Here, we use the XPath selector to extract basic product details, such as the name, price, link and ID. We also add additional fields, latest_change() and price_change(). We'll update them later when we get new data.

Next, we'll utilize the parsing logic while sending requests to scrape the product page for these data:

Python
ScrapFly
import asyncio
import json
from httpx import AsyncClient, Response
from parsel import Selector
from typing import List, Dict
from time import gmtime, strftime

# initializing a async httpx client
client = AsyncClient(
    headers = {
        "Accept-Language": "en-US,en;q=0.9",
        "User-Agent": "Mozilla/5.0 (Windows NT 10.0; Win64; x64) AppleWebKit/537.36 (KHTML, like Gecko) Chrome/96.0.4664.110 Safari/537.36",
    }
)


def parse_products(response: Response) -> List[Dict]:
    """parse products from HTML"""
    # rest of the function code


async def scrape_products(url: str) -> List[Dict]:
    """scrape product pages"""
    # scrape the first product page first
    first_page = await client.get(url)
    products_data = parse_products(first_page)
    # add the remaining product pages to a scraping list
    other_pages = [
        client.get(url + f"?page={page_number}")
        # the maximum available pages are 5
        for page_number in range(2, 5 + 1)
    ]
    for response in asyncio.as_completed(other_pages):
        response = await response
        data = parse_products(response)
        # extend the first page data with new ones
        products_data.extend(data)
    print(f"scraped {len(products_data)} products")
    return products_data
import asyncio
import json
from scrapfly import ScrapeConfig, ScrapflyClient, ScrapeApiResponse
from typing import List, Dict
from time import gmtime, strftime

scrapfly = ScrapflyClient(key="Your ScrapFly API key")
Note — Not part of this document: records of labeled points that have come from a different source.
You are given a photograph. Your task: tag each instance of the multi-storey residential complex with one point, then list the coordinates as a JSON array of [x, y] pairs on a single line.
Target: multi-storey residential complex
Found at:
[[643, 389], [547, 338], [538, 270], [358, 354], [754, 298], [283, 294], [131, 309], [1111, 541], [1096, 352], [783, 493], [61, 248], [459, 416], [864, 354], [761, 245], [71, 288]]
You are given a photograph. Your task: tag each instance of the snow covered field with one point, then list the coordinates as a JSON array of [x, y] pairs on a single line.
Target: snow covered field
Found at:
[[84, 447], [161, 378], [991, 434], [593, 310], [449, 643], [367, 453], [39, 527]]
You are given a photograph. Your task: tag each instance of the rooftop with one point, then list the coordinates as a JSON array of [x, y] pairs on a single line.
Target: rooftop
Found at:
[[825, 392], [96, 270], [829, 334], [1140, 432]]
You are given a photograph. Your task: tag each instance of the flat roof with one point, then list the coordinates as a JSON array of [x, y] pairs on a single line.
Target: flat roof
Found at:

def parse_products(response: ScrapeApiResponse) -> List[Dict]:
    """parse products from HTML"""
    # rest of the function code


async def scrape_products(url: str) -> List[Dict]:
    """scrape product pages"""
    # scrape the first product page first
    first_page = await scrapfly.async_scrape(ScrapeConfig(url, asp=True, country="US"))
    products_data = parse_products(first_page)
    # add the remaining product pages to a scraping list
    other_pages = [
        ScrapeConfig(url + f"?page={page_number}", asp=True, country="US")
        # the maximum available pages are 5
        for page_number in range(2, 5 + 1)
    ]
    async for response in scrapfly.concurrent_scrape(other_pages):
        data = parse_products(response)
        # extend the first page data with new ones
        products_data.extend(data)
    print(f"scraped {len(products_data)} products")
    return products_data
Run the code
async def track_prices():
    data = await scrape_products(url="https://web-scraping.dev/products")
    print(json.dumps(data, indent=2))

if __name__ == "__main__":
    asyncio.run((track_prices()))

In the above code, we initialize an asynchronous httpx client and define a scrape_products function. It scrapes the product pages by scraping the first page first and then the remaining page concurrently.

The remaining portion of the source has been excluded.